In this article, we will get the basic idea of what is data analysis and look into some tools that are used for data analysis.
Table of contents
- What is Data analysis?
- Tools used for data analysis
What is Data analysis?
Data analysis is the process of collection, organization, transformation and modeling of data to draw conclusions, make predictions and also make informed decisions. A simple example of this is when we buy a new phone. We do so much research on the brands, models, the features, compare prices of different variants before we finally settle upon the phone that we are going to buy. We also consider our past experiences with some brands before making a decision. This is nothing but analyzing extensively before making a decision. So, this is nothing but a form of data analysis.
There are various steps in the process of data analysis and there are different ways in which companies put them. In Google, the data analysis process is broken down into 6 phases. They are:
- Ask: This first phase is about asking the right questions, defining the problem and communicating with the stakeholders to understand the business problem more and also their expectations.
- Prepare: This is where analysts collect the required data for their upcoming analysis either by surveys, pulling up the company's internal data, getting second-party data or making use of the open datasets available.
3.Process: Here, the analyst cleans the data by eliminating any errors or inaccuracies in the data, getting rid of the outliers, transforms it into a more useful format and then verifies the data.
4.Analyze: This is the phase where suitable tools are used to organize the data so that useful insights and conclusions can be drawn or predictions can be made from them.
5.Share: This is where the analysts share the results of the analysis with their stakeholders. Visualizations in forms of graphs are used for the effective communication of the findings and help others understand what story the data is telling.
6.Act:This is the exciting moment when the business takes all of the insights the data analyst, have provided and puts them to work in order to solve the original business problem.
Tools used for data analysis
The main usage of tools is during the 'analyze' phase of the analysis process. While there are a wide range of tools available, let us look into some popularly used tools such as:
They are excellent tools for organizing data in a format that is easy to understand. In spreadsheets, the data is structured in the row and column format and each cell contains a piece of data.
The two widely used spreadsheets are Microsoft Excel and Google sheets.
Spreadsheets allow us to perform a variety if tasks on the data and also has a lot of in-built functions and menu options that makes it more user friendly. It can also be used to convert the data into charts and other visualizations. Excel allows us to understand our data through summaries, visuals and patterns. It is a great tool for data analysis and is one of the most basic and important one that a data analyst should know.

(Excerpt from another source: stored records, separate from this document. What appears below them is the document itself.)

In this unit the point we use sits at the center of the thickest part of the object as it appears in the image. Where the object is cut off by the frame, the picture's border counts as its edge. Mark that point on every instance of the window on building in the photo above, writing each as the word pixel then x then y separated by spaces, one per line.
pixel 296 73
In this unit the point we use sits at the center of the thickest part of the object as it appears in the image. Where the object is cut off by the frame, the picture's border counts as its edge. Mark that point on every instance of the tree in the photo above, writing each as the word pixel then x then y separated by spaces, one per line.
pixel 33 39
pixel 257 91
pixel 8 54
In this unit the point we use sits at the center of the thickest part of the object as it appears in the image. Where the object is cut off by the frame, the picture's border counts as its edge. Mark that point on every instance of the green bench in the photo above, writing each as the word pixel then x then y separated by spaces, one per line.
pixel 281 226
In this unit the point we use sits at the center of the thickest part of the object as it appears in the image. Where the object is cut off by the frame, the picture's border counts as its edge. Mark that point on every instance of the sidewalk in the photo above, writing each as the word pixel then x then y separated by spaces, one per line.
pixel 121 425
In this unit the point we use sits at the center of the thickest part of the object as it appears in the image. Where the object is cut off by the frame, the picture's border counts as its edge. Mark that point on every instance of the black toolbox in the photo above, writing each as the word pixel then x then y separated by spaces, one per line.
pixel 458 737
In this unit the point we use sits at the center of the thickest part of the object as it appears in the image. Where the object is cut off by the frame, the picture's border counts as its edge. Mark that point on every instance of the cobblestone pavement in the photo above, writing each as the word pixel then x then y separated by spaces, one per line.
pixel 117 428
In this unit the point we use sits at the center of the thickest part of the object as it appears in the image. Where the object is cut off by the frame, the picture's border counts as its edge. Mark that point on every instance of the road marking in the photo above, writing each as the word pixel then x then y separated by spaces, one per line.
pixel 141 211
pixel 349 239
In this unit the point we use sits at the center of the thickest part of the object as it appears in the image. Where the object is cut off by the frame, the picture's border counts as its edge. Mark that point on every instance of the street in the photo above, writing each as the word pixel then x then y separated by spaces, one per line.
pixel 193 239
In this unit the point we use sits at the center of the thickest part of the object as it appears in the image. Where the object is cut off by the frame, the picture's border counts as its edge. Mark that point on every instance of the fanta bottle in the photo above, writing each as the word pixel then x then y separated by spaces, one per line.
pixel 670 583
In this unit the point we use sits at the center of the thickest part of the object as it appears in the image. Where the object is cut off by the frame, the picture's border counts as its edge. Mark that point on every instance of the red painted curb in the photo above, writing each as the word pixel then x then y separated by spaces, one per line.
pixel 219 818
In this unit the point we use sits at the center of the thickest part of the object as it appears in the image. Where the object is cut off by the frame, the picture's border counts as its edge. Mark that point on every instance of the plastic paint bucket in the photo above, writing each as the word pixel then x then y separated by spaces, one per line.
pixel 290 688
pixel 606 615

The only limitation is that a spreadsheet cannot hold huge amounts of data like a database.
SQL (pronounced as 'sequel') stands for Structured Query Language. It is a computer language used to retrieve and manipulate data from a database where huge amounts of data are stored. Unlike spreadsheets, we cannot visualize data using SQL. It allows us perform many operations on the data - sorting, filtering and type casting to name a few.
A basic SQL query contains 3 clauses: SELECT, FROM and WHERE
SELECT column1, column2, ...
In the SELECT clause, we specify the columns of the table we need and in FROM, we specify the table's name from which we need to pull data and in the WHERE clause, we mention any condition that we need the data to satisfy. We can skip this WHERE clause if we do not have any conditions to specify and need all the data.
Python is the most popular programming language that everyone is aware of. Python offers a variety of packages that makes the process of data analysis easier. Another reason for using python for analyzing data is that it manages and creates data structures quickly.
Pandas, a package in python has many functions that makes it easier to import data, manipulate and analyze it. Sklearn is more of a scientific package that provides advanced tools for tasks like machine learning. Seaborn and Matplotlib are the visualization packages that every analyst stands by. They offer tools to custom make our visualizations and bring out the data artist in us. Another important library is NumPy. It provides us efficient tools to operate and navigate dense datasets.
Tableau is a data visualization tool. It is a tool used by analysts to connect, interact and visualize data. It efficiently works with multiple datasets to quickly create effective visualizations and also create dashboards. These tableau visualizations may be a simple graph or a piece of art itself that we design from the data. Shown below is an example of a data visualization using created Tableau.
R is one of the recently popular computer languages. It is also used extensively in data analysis as it supports various analytical modeling techniques. It is a programming language that is typically used in statistical computing. It also contains various packages devoted for data analysis such as tidyr, which provides us tools for data cleaning. Ggplot2 and ggraph are the two packages that aid in data visualizations and plotly is used for interactive graphs. Dplyr is a package that facilitates data wrangling and R also has a separate package for carrying out financial analysis called 'tidyquant'.
With this article at OpenGenus, you must have the complete idea of Data Analysis tools.